A new paper by Dr. David Counsell (Lecturer at University College Cork), Prof. Graham Haughton (University of Manchester) and Prof. Phil Allmendinger (University of Cambridge) examines the role of planning in Cork’s boom, bubble and bust. The authors argue that one (partial) explanation for planning failure in Ireland was ‘the inability to foresee or to acknowledge the prospect of thousands of localized acts of resistance, which cumulatively undermined both the national model for planning and the national model for local–national governmental relations’ and that the failures of Irish planning are ultimately failures of politics.
It builds on and revisits previous research published in The New Spatial Planning: Territorial Management with Soft Spaces and Fuzzy Boundaries, published in 2010.
This paper develops a novel framework for analysing how planning became implicated in the Irish boom, bubble and bust years, as planners and politicians alike focused on generating positive visions for the future, whilst variously working to displace, defer and transfer the political tensions of the present.
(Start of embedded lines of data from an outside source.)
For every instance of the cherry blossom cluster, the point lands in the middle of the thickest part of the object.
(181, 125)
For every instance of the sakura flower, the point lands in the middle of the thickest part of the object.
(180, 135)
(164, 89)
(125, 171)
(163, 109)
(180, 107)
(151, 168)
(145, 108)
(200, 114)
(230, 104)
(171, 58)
Empirically we focus on both national planning reforms and the high hopes for city regional planning in Cork Ireland after the publication of an innovative, nonstatutory strategic plan in 2001. A decade or so later, the plan has faltered, unable to broker a sustained commitment to its core principles from all partners. The reasons for this, we argue, relate to the wider problems of planning in Ireland during the Celtic Tiger years, as an economic boom got translated into a property bubble, something that few officials cared to recognize or challenge publicly at the time. There were, however, doubters—but they were sidelined or vilified. Framing our analysis in terms of recent literature on soft spaces and post-politics, we argue that soft space planning for metropolitan Cork exposes deep-seated problems in Irish planning.